One benefit of this approach is that the client doesn’t need to know anything about the location of the data, they only need to query the table at the head node, which then runs subqueries across the remote partitions and gathers the results, using predicate pushdowns and other nice features to run the queries as efficiently as possible. This is also true of INSERT and UPDATE queries, cross table joins, correlated subqueries, etc. Another benefit is that all queries, including INSERT and UPDATE queries, are fully ACID (atomic, consistent, isolated and durable) transactional, even distributed queries spanning multiple sharded database servers. This delivers further benefits of data immediacy that are difficult to achieve with solutions like Apache Hive.
“Yes yes”, I hear you decry, “but incoming write operations would be hitting that head node too heavily, and analytical read queries from the same node – that’s just not feasible for my needs”. Well – PostgreSQL has some very nice replication capabilities, too. With PostgreSQL streaming replication, you can set up one or more replication receiver servers. The replication receiver servers can be, optionally, synchronous – in other words, transactions do not commit until they are confirmed by the participating receiver servers. With a combination of synchronous and asynchronous replication, perhaps including cascading relays, you should be able to deploy a configuration that fits your needs, where the write operations go to the head node, but read queries run at replica instances.
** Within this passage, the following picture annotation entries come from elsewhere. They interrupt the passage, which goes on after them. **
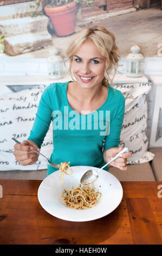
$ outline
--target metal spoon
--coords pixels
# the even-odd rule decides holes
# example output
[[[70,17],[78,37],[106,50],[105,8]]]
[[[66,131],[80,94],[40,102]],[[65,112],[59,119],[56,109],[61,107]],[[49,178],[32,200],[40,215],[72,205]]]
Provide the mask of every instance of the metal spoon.
[[[81,184],[83,184],[84,183],[89,184],[91,182],[94,182],[96,180],[96,179],[99,178],[98,173],[99,172],[102,170],[104,167],[107,166],[109,163],[111,163],[113,161],[116,160],[119,158],[121,157],[119,156],[119,154],[122,153],[127,153],[129,152],[128,149],[127,148],[124,148],[121,151],[120,151],[117,155],[114,156],[111,161],[109,161],[108,163],[107,163],[105,166],[103,166],[102,168],[99,169],[98,170],[87,170],[82,176],[80,180],[80,183]]]
[[[14,138],[12,138],[12,139],[17,143],[17,144],[20,144],[21,142],[20,142],[18,141],[17,141],[16,139],[14,139]],[[46,160],[48,162],[48,163],[51,166],[53,166],[53,167],[58,167],[60,168],[60,164],[56,164],[56,163],[52,163],[51,161],[50,161],[49,159],[46,157],[46,156],[44,156],[43,154],[40,153],[40,152],[38,152],[36,150],[35,150],[34,149],[31,149],[31,150],[34,151],[36,153],[37,153],[38,155],[41,155],[41,156],[44,156],[45,157]]]

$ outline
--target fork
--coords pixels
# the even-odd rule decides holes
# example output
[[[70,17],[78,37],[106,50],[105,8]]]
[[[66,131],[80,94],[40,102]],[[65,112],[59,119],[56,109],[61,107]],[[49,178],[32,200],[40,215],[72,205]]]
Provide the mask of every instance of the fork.
[[[20,142],[18,141],[17,139],[15,139],[14,138],[12,138],[12,139],[17,143],[17,144],[20,144],[21,142]],[[41,156],[43,156],[46,160],[48,162],[48,163],[52,166],[53,167],[58,167],[60,168],[61,164],[56,164],[56,163],[53,163],[51,161],[50,161],[49,159],[46,157],[46,156],[44,156],[43,154],[40,153],[40,152],[38,152],[37,151],[35,150],[35,149],[31,149],[31,150],[34,151],[36,153],[38,154],[38,155],[41,155]]]

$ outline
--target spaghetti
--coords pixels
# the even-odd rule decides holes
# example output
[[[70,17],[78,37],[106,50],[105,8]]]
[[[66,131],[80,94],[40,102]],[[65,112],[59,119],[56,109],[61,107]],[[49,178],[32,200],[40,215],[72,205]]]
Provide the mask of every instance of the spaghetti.
[[[71,167],[69,166],[69,163],[70,162],[68,163],[67,163],[66,162],[63,162],[62,163],[61,163],[60,167],[60,178],[61,179],[61,186],[63,186],[63,175],[65,173],[67,175],[71,175],[73,173],[73,170],[71,168]],[[67,170],[69,168],[69,169],[71,170],[70,173],[68,173],[67,172]]]
[[[60,177],[62,179],[61,186],[63,186],[63,174],[70,175],[73,173],[73,170],[69,166],[69,163],[64,162],[61,163],[60,167]],[[70,173],[68,173],[68,168],[71,170]],[[86,209],[91,208],[96,205],[96,203],[101,197],[101,193],[95,192],[92,184],[90,187],[88,184],[81,185],[69,191],[65,189],[61,193],[62,198],[68,207],[75,209]]]

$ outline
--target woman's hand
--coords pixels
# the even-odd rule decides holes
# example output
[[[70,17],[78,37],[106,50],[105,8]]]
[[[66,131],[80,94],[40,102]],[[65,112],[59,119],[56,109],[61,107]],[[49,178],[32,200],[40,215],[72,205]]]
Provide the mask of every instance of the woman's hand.
[[[13,152],[15,159],[22,166],[33,164],[38,161],[39,155],[31,150],[30,147],[38,151],[38,146],[32,141],[23,141],[24,143],[15,144]]]
[[[113,147],[105,150],[104,160],[106,160],[105,162],[107,163],[114,157],[117,154],[123,149],[123,148],[116,148]],[[122,170],[126,170],[127,169],[127,166],[126,163],[127,162],[127,158],[131,157],[132,153],[128,152],[127,153],[121,154],[121,157],[119,158],[114,162],[112,162],[109,164],[113,166],[114,167],[118,168]]]

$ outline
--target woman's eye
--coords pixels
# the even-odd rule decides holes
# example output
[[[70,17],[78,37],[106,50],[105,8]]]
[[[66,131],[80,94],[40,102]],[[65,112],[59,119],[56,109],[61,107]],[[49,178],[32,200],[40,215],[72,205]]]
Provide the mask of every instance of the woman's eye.
[[[99,62],[98,62],[98,60],[96,60],[95,59],[94,59],[93,60],[92,60],[92,63],[93,64],[97,64],[97,63],[99,63]]]
[[[76,62],[80,62],[81,61],[81,60],[80,59],[75,59],[75,60]]]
What’s more, in a high concurrency setup, a well tuned PostgreSQL setup can typically outperform data lake engines like Apache Hive and SparkSQL, which can start to fall apart when more than a dozen concurrent queries are running.
Too Complicated By Half?
“Sounds complex to set up and maintain” you say. Well, there are quite some parameters to configure, and also some significant considerations for high availability. Compared to the literally thousands of configuration and tuning parameters you need to know in order to set up and maintain a stable and performant Hadoop cluster though, a sharded PostgreSQL setup is objectively less complex.
“Ok, but – Hadoop has blob store connectivity, meaning I can store and query my data on a low cost storage system like Amazon S3, Azure Blob Store, or Google Cloud Storage.” Well, here you’ve got me. If you need a data warehousing solution that runs at the lowest possible storage cost, then you might indeed be better off with Apache Hive, Presto / Trino, or something similar. Furthermore, if you don’t need your data system to be always online, then an ephemeral, cloud-based Apache Hadoop or Spark environment backed by your cloud service provider’s blob storage platform might also make sound business sense for you. OXO!
However, if excellent performance and high availability, coupled with flexible scalability, all at a balanced price point is your goal, then a well architected, sharded big data PostgreSQL cluster, running HeteroDB’s PG-Strom GPU extension might well present a good solution for you.